O que é isso? Num país em que verdadeiros gigantes das realizações humanas, como Alberto Santos Dumont e Mário de Andrade, morreram antes de 55 anos de idade, um feminicida que fumou e "cheirou" feito doido no passado não pode morrer antes dos 90?
O problema não é querer ou não querer que o feminicida morra, o problema é que o organismo dele não é excepcional para estar imune a doenças graves. Esse organismo se apodrece nas mesmas condições do organismo de qualquer um! E as pressões emocionais podem fazer um feminicida impune morrer de infarto a qualquer momento, até mesmo se um rádio de uma loja de eletrodomésticos tocar a música que marcou a vida da namorada que ele matou.
Será porque os feminicidas são "higienistas sociais"? Será que eles contribuem, conforme a visão torta da elite do atraso, para o controle da natalidade, assim dessa forma tão troglodita, exterminando muitas mães ou potenciais futuras mães? Ou porque muitos feminicidas, do tipo conjugal - matam as próprias "companheiras" - , são "justiceiros" de valores morais como a Família e o Casamento?

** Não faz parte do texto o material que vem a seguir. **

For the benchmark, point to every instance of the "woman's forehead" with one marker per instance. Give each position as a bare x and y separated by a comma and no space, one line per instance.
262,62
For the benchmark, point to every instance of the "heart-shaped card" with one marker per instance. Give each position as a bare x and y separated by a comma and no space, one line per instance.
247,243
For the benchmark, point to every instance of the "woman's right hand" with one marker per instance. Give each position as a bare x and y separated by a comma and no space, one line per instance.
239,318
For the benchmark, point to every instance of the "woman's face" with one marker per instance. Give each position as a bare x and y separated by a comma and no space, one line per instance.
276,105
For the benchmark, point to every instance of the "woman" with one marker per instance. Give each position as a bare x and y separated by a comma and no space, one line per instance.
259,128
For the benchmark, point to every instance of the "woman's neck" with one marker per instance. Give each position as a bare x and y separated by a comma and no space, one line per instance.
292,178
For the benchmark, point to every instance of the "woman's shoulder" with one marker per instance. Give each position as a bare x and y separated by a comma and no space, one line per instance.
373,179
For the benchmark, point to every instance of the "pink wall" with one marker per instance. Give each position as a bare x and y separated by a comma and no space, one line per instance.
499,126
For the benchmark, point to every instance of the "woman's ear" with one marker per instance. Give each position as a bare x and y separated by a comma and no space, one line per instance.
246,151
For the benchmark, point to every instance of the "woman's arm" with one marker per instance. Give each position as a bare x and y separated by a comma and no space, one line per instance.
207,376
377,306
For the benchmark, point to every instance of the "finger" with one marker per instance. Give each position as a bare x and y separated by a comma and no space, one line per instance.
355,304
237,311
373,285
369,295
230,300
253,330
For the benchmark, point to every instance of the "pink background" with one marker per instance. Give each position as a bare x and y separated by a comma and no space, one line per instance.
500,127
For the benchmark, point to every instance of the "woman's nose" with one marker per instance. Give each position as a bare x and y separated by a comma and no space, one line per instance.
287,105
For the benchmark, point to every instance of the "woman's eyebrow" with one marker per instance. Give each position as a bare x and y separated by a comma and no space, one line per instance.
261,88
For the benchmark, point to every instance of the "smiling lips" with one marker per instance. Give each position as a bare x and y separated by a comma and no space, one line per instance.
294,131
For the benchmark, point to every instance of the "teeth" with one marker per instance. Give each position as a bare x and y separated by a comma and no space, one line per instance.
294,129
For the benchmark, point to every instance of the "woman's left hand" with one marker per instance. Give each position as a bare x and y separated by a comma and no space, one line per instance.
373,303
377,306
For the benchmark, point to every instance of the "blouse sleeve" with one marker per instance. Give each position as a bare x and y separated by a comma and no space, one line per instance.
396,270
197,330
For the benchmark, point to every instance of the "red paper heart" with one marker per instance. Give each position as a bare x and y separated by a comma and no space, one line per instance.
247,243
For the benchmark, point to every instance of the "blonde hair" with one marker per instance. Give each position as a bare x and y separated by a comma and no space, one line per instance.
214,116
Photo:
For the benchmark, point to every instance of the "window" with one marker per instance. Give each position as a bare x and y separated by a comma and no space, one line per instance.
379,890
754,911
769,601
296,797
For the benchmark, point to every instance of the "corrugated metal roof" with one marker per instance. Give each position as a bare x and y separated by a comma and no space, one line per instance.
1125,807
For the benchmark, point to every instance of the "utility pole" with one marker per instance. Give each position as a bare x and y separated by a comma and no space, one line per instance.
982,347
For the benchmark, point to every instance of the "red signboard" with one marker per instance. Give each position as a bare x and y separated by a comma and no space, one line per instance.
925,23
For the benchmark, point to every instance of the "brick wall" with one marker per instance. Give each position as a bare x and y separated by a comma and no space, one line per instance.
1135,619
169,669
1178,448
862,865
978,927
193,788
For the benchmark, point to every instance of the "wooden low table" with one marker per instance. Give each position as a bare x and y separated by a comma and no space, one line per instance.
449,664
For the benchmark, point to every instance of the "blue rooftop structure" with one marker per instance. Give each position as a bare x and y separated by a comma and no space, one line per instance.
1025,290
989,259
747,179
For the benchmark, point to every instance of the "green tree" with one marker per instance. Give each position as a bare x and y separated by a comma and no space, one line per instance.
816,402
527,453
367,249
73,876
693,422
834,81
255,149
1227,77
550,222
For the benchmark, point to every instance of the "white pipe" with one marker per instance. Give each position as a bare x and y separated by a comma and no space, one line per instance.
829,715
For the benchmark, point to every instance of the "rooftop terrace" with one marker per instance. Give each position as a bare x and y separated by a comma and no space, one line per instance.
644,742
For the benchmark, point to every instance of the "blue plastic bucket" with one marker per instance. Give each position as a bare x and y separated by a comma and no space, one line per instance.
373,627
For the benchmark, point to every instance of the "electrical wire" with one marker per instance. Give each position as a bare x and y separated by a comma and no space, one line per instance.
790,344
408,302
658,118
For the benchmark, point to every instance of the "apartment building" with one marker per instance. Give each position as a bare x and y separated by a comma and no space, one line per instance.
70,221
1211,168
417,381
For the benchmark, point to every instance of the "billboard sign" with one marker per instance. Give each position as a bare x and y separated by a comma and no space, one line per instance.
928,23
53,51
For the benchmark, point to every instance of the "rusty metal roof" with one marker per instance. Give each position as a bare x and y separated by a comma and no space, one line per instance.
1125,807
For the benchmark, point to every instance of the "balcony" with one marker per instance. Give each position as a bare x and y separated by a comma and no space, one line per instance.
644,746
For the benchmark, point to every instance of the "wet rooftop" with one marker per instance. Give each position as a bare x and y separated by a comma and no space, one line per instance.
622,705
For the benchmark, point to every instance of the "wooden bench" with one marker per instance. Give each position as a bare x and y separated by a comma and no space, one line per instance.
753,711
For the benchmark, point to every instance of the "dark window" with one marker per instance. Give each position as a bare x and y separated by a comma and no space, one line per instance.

Vivemos uma sociedade maluca e esse reacionarismo, por mais absurdo que seja, é real. Há manifestações de racismo de gente que assume mesmo essa postura. Há posturas de misoginia e misandria que transformam homens e mulheres em rivais. Há gente querendo exterminar esquerdistas e o medo de ver um feminicida famoso fazer parte do obituário do Wikipedia é proporcional à ânsia de ver um petista morto e sepultado em um cemitério conhecido.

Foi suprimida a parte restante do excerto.